I wasn’t very good at that either. Since Mom, I’d become even quieter. I’d taken to crawling into the very back of my brain and staying there. It probably gave me a strange, blank look. I think it frightened the customers.
After a month of this kind of failure, working with my father began to scare me. Some mornings I couldn’t get any food down. Once at the shop I was exhausted, and sometimes fell asleep in my chair instead of observing his quick, talented fingers. He blamed it on the heat, and bought another fan for the shop. It buzzed like an insect and hardly moved the store’s soupy air. I watched it all day, counted time by the spooky rotation of its head.
“Alex, wake up.” My father waved an order card in front of my face. “This is a big one. Five wool suits.”
“Wool?” I scratched my arms.
“Yes, sir.” His voice and the movement of his lips made me dizzy. “In this weather. Must be a funeral.”
Maybe it was the fan’s noise or the heat or the word funeral, or all of it at once, but I fainted. Swooned like a girl and fell to the floor.

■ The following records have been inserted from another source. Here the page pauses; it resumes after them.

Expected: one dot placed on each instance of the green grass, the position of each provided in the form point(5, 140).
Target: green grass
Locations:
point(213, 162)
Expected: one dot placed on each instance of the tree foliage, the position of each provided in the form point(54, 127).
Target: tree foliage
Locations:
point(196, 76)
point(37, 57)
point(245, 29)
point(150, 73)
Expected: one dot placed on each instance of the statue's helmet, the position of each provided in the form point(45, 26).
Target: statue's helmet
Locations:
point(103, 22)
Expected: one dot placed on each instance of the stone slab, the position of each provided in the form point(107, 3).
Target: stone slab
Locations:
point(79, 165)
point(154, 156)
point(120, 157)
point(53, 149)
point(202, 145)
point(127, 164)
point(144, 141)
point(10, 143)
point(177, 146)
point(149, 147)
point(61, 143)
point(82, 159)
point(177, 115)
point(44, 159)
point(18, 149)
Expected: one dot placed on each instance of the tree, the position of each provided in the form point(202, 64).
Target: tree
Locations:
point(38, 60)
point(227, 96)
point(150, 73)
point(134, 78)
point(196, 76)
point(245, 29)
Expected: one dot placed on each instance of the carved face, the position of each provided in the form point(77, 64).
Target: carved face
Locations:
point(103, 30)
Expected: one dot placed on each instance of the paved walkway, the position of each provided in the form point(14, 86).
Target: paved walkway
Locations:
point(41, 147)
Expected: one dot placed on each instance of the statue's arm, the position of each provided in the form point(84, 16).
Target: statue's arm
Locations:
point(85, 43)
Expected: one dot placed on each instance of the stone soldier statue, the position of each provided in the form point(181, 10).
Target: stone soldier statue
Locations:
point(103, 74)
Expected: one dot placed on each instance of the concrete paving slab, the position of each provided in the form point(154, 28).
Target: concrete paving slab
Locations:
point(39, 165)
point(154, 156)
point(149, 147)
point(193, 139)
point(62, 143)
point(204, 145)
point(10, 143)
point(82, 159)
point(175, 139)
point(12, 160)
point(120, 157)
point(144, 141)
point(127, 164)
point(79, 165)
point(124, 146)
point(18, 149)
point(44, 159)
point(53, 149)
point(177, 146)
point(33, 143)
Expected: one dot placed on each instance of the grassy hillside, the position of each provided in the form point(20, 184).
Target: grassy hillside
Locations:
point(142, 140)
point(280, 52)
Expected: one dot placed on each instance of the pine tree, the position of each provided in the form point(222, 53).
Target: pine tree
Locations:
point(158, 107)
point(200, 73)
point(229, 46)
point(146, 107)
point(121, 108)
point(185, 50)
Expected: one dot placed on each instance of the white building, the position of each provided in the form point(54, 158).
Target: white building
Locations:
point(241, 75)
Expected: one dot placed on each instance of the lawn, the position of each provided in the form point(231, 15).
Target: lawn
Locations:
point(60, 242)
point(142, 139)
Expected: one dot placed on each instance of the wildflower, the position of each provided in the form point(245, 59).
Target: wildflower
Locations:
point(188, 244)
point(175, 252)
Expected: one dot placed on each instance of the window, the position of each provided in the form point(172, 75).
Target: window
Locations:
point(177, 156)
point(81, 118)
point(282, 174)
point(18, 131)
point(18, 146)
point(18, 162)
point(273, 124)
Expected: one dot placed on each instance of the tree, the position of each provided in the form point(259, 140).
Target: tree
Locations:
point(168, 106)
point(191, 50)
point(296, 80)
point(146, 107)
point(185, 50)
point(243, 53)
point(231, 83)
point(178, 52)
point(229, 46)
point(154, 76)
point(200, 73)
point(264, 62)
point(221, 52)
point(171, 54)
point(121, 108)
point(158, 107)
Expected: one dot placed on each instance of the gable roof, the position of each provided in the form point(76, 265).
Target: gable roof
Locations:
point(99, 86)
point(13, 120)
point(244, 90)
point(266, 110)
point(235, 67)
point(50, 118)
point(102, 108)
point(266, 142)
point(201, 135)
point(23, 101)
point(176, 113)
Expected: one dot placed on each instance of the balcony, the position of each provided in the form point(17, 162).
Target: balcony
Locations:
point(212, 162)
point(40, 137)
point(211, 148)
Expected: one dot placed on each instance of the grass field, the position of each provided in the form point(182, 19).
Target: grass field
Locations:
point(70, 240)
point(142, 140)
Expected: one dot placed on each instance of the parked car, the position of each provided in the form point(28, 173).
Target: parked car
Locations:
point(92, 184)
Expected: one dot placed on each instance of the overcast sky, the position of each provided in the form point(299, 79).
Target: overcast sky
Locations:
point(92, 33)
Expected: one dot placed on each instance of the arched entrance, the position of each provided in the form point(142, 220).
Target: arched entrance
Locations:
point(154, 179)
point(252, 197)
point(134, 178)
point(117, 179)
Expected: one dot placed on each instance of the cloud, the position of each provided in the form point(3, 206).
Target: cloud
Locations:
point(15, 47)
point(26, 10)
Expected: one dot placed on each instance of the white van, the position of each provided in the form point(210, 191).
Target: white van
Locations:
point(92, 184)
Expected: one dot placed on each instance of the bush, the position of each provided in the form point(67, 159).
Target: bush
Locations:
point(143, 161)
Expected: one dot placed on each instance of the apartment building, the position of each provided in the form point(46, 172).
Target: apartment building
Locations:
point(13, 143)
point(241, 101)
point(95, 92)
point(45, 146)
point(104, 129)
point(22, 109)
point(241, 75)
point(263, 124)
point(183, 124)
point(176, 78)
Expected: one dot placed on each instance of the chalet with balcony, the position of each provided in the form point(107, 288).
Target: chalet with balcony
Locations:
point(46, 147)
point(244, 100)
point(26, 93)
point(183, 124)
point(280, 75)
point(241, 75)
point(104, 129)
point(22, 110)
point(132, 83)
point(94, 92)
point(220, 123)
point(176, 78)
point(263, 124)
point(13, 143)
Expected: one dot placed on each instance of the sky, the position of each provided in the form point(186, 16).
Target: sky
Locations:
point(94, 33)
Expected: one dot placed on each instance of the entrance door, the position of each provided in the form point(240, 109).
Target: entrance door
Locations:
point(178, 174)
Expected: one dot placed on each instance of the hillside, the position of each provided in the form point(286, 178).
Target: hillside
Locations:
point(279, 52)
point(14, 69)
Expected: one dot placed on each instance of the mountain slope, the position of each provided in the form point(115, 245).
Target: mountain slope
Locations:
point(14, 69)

WHAT I REMEMBER MOST about my mother is the way she sat at the kitchen table, listening to a record or to the radio. Also her deep-set eyes and her silence. She could be quiet in a threatening way, and this could last for days. When it got really bad, she wouldn’t read or listen to music or help us with our school work. She’d just sit in the kitchen and hold a smouldering cigarette in her hand. The table would be littered with long curls of ash.
During these times, my father would joke with her, tease her, kiss her roughly on the cheek, and say things like, “Hiya, sunshine.” Even as a child I couldn’t understand his strategy. It seemed obvious that it was best to leave her alone, wait her out. Eventually, she’d burst from this darkness on her own. At some unexpected, illogical moment she might turn on her record player or announce, “Who’s up for a game of rummy?” But still my father persisted. He cooked her favourite food—chicken soup with kneidlach—and brought her bright, smelly freesias from the florist down the street.